Doctors are either family/locally based general practitioners (GP) who don’t have a specialty in any particular field of medicine or hospital-based consultants who specialize in a certain field. A GP is often more suited to give you advice on general complaints and can refer you to a specialist if they think that is appropriate. The specialist physician will have a strong background in their field of practice and will be able to advise patients on specific conditions relevant to their field.

Surgeons specialize but are specifically trained to perform surgeries, where appropriate. Surgery is usually reserved for when medical treatments have not been effective or are known not to be effective.

Nurses

Another one of the most common job roles in healthcare and often outnumber doctors in many hospitals.

Certified Nursing Assistants (CNAs – sometimes called orderlies) perform a small range of procedures in support of Registered Nurses, who are often their supervising colleagues. This includes taking blood pressure, moving patients and dispensing medications prescribed by other HCAs.

Licensed Practical Nurses are qualified to do the work of CNAs with the addition of being able to perform injections, preparing patients for surgery and changing dressing among other things. They are also supervised by Registered Nurses.

Registered Nurses are qualified to do the work of LPNs and CNAs but are also able to make nurse diagnoses. This role usually requires an undergraduate qualification.

Advanced Practice Registered Nurses specialize in one of the medical fields, for example, nurse midwives, nurse anesthetists and nurse practitioners. This requires a postgraduate qualification which depends on the field you enter. For example, a nurse anesthetist requires a national certifying exam, which can be difficult to pass, Valley Anesthesia has more information about the course content and length.

Pharmacy Related Roles

There are a few roles related the pharmacy industry which is vital to support those in the medical field, including:

Pharmacists are required to have an undergraduate level of education specializing in medical drugs and their use. They don’t have the medical knowledge that doctors have but do have a lot of knowledge on specific types of drugs and their effects. Pharmacists and doctors can collaborate to ensure patients are given the best dosage for their medical needs.

Pharmacy assistants/technicians assist the lead pharmacist in their day to day duties.

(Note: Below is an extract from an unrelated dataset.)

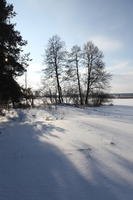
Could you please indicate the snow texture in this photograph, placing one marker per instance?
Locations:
(67, 153)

They work under the general guidance of the lead pharmacist and carry out a wide range of tasks, including providing patients with their medication and general advice about non-urgent and routine medicines.

Conclusion

These roles are just the tip of the iceberg when it comes to the healthcare industry, as there are more jobs than can be listed here! If you have a passion for caring for people, healthcare is a good choice but comes with its downsides. There is great responsibility that comes with the role, and it can be stressful during busy periods. Despite this, many people who work in the sector feel that the positives of helping people (for instance with pain relief) when they need it, outweigh the negatives when it comes to the job.